President Barack Obama will be in New York Thursday to get a firsthand look at recovery efforts after superstorm Sandy left 43 dead and pockets of the state devastated.
The president is expected to make a stop in hard-hit Queens to tour the destruction in the Rockaways and Breezy Point. There is no word yet on whether the Hudson Valley, Long Island or Staten Island will be part of his itinerary.
Obama had offered to visit New York City in the immediate aftermath of Sandy on Oct. 29, but was asked not to come by Mayor Michael Bloomberg, who said the visit might divert resources from recovery work as the city staggered back to its feet. Sandy inflicted about $33 billion in damage to the state and plunged more than 1 million households into darkness, for more than two weeks. Some remain without power. "We would love to have him, but we've got lots of things to do," Bloomberg said Oct. 30.
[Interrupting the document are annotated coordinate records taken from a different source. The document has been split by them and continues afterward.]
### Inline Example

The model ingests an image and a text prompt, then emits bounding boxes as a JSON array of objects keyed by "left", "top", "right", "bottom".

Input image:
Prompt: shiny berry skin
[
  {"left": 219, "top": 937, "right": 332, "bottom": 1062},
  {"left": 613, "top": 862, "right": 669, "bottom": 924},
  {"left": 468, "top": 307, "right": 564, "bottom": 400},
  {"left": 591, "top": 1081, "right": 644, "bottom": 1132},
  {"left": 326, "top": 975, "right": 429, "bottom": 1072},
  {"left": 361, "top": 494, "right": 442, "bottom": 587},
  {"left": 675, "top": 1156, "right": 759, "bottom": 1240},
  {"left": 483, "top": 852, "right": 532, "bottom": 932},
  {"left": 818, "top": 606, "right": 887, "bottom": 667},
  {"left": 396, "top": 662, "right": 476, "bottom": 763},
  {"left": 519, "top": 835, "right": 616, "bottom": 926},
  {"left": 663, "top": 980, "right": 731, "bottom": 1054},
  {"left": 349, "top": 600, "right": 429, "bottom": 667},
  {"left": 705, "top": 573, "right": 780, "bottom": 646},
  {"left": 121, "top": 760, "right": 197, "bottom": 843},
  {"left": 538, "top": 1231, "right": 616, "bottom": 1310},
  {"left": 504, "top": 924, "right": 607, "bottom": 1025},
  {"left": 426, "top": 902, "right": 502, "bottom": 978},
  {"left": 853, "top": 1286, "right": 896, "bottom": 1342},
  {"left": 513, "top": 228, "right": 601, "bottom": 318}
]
On Oct. 31, Obama got a look at the damage in New Jersey, where he met with Gov. Chris Christie to pledge as much help from the federal government as needed. The president helicoptered with Christie over washed-out roads, flooded homes, boardwalks bobbing in the ocean and, in Seaside Heights, N.J., a fire that was still burning after destroying about eight structures.
On Monday, New York Gov. Andrew Cuomo asked Obama and Congress to give the state a $30 billion relief package. Special legislation would be needed to provide the funding, even as the president and congressional leaders negotiated to avoid the automatic activation of billions in tax increases and spending cuts scheduled to take effect in January -- the so-called "fiscal cliff" economists fear could plunge the nation back into recession.
Cuomo's request for $30 billion dwarfs the millions, or even billions, of dollars the Federal Emergency Management Agency might give local governments and residents in the coming months. The total budget for the Federal Emergency Management Agency for this year amounts to only about $13 billion.
Cuomo already has asked FEMA to pay 100 percent of the costs the agency is responsible for covering. FEMA customarily pays 75 percent of disaster-related costs.
Obama has pledged to speed federal aid to the hardest-hit states.